More amusingly, the game sometimes outright forgets that certain events have happened. Stiletto first appears as a drunk has-been, holding up in her apartment ever since Darksheer vanished. Once she gets into her crime-fighting gear again and joins your side to clean up the city, you can still go back to her apartment and visit her in all her boozed-out, washed-up glory. It’s outrageously sloppy, stupid, and indicative of how few shits Noctropolis gives at times.
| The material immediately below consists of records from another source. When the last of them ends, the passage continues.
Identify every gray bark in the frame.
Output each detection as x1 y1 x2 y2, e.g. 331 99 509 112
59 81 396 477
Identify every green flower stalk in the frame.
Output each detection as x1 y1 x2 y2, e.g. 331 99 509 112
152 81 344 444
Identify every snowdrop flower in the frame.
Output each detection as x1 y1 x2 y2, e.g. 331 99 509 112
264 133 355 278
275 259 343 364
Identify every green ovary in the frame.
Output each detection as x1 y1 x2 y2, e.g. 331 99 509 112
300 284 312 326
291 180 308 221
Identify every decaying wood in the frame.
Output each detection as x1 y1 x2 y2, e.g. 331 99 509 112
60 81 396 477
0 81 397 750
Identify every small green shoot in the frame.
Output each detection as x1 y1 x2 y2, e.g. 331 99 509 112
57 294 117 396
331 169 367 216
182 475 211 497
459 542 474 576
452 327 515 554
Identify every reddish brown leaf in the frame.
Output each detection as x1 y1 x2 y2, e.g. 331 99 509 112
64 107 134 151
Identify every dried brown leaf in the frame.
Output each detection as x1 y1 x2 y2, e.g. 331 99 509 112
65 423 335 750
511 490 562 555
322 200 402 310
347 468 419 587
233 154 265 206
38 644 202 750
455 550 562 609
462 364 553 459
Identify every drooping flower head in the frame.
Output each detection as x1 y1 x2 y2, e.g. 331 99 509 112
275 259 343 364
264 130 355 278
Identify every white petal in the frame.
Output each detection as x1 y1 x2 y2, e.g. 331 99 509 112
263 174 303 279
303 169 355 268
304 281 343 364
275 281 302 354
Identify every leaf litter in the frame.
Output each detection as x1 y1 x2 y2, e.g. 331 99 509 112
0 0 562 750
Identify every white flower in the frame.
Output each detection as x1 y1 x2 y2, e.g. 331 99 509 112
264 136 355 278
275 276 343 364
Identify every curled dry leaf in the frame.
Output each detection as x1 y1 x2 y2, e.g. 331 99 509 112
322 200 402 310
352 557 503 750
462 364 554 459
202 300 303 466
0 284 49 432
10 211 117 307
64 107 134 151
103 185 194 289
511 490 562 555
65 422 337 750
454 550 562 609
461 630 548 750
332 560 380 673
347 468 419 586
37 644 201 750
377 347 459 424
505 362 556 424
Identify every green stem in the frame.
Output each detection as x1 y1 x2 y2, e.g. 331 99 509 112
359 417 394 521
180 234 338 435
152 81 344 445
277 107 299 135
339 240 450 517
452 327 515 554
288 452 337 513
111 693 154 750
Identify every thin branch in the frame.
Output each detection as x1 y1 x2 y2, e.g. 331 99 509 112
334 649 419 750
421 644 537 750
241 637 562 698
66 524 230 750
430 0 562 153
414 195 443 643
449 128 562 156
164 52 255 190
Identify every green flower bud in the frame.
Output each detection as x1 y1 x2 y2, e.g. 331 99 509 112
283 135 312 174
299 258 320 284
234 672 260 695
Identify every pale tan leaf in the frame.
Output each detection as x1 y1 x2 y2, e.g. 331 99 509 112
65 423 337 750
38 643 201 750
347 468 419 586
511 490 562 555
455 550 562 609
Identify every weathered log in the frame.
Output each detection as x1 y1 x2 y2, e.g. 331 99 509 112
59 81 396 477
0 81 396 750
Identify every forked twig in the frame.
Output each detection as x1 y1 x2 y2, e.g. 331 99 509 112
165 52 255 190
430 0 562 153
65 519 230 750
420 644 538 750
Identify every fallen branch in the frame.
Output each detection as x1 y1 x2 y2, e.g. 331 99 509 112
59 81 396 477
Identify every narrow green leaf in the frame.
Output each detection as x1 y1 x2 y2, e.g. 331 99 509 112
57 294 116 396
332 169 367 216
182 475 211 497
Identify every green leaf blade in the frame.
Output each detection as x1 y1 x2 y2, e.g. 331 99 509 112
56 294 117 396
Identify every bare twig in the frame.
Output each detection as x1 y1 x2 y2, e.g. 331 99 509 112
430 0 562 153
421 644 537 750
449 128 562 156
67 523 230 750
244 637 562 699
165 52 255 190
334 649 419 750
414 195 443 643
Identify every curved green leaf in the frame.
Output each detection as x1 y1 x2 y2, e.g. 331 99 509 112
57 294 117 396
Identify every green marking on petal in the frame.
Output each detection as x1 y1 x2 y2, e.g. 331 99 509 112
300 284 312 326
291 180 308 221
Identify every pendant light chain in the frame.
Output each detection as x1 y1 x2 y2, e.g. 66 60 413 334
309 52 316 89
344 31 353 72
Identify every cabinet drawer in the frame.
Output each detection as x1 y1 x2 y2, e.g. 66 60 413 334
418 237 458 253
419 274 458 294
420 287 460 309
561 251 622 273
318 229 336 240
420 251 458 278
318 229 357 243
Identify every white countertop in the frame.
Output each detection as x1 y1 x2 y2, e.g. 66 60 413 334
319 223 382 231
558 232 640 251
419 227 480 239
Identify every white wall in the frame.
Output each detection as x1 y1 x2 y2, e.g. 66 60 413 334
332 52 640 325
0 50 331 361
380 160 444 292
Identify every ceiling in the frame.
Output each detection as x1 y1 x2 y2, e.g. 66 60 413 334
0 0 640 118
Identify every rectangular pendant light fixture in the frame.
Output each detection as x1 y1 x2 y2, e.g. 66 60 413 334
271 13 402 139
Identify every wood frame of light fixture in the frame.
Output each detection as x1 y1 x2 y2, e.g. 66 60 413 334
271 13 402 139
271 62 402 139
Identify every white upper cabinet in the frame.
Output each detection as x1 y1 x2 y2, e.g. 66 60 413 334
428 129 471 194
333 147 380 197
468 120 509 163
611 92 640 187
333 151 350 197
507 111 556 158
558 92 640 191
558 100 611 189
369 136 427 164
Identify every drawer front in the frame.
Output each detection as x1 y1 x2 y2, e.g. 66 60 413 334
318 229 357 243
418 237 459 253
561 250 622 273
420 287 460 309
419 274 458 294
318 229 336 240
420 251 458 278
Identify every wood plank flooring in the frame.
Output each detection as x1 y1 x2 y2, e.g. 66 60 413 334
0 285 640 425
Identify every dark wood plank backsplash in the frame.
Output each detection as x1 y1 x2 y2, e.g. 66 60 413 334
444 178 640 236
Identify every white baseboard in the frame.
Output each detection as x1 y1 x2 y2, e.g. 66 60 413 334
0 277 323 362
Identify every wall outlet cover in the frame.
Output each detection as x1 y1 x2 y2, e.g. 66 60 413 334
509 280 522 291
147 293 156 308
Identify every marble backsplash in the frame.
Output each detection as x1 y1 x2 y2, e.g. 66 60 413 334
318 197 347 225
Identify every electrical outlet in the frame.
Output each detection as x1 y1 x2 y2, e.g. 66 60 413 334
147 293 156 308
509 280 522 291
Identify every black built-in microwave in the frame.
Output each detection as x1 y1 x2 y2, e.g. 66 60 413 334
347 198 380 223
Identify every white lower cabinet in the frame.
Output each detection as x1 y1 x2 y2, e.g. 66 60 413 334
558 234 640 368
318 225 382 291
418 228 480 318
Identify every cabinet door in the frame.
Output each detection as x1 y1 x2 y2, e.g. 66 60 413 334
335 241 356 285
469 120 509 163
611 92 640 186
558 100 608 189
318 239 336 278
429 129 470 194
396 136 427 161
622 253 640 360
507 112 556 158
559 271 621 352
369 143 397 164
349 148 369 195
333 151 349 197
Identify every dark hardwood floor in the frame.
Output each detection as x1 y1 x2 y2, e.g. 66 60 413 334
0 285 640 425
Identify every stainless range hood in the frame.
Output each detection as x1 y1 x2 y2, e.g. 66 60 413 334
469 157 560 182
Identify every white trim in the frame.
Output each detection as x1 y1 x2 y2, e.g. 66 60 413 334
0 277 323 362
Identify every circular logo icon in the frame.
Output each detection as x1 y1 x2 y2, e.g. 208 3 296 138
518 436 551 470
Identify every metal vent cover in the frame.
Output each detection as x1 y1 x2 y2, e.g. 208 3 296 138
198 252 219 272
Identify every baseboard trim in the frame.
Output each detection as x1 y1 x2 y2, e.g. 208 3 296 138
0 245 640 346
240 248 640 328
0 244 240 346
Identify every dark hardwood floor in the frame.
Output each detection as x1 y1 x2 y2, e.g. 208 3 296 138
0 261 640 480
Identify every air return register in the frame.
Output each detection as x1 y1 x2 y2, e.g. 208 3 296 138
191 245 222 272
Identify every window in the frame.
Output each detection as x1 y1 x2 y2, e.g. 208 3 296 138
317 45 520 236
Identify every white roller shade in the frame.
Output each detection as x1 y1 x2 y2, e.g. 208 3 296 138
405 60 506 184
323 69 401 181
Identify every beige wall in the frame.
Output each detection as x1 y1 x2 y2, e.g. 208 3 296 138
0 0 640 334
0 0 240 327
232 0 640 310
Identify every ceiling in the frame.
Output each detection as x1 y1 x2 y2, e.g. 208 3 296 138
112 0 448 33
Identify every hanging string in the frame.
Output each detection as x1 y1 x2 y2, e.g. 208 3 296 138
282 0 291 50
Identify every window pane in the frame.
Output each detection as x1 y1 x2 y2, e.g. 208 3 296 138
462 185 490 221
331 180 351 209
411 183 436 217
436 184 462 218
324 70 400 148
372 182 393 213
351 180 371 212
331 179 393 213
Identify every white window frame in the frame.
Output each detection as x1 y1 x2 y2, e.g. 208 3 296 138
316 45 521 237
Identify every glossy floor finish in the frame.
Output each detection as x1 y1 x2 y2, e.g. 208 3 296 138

So Noctropolis is a huge failure, but it’s an exciting, insane failure. Flashpoint Studios clearly took on more than they could handle, and they filled the gaps in their talent with raw ambition and big ideas. Almost everything they tried – the episodic encounters with villains, the massive scale, the acting, and the original world – does not work. Yet the underlying atmosphere holds too much potential to discount the game entirely. Under normal circumstances, I would not recommend Noctropolis, but its total ineptitude in the face of its grand design is staggering and, frankly, entertaining. Playing it is a fascinating experiment in wondering what could have been. The world is beautiful, the sound design and music impeccable. But every other aspect of this game is eye-openingly bad. This is an incomparable, once-in-a-generation fiasco.

Trivia!

Noctropolis was designed by Brent Erickson, designer and producer of the first two Tex Murphy games. At least that explains the live-action talking heads.

3 comments

  • I love this game but I agree with pretty much everything said here. I suspect development was rushed at the end and you were, for example, originally not supposed to be wearing the superhero outfit while interacting with certain characters. That could have been a fun dynamic, your sidekick waiting around the corner with both your outfits stashed for you to finish your building inspector or homicide investigator impressions until it’s time to kick some doors down.

    I never encountered Stiletto back at her apartment once she fully joined up, though.

  • Deepthroat Ghoul

    Here’s another review that goes into greater detail about this game:

    http://www.pcgamer.com/saturday-crapshoot-noctropolis/

  • RADIX

    I’m still annoyed that Noctropolis isn’t the moody, gothic superhero story it presents itself as. All that atmospheric art direction, wasted.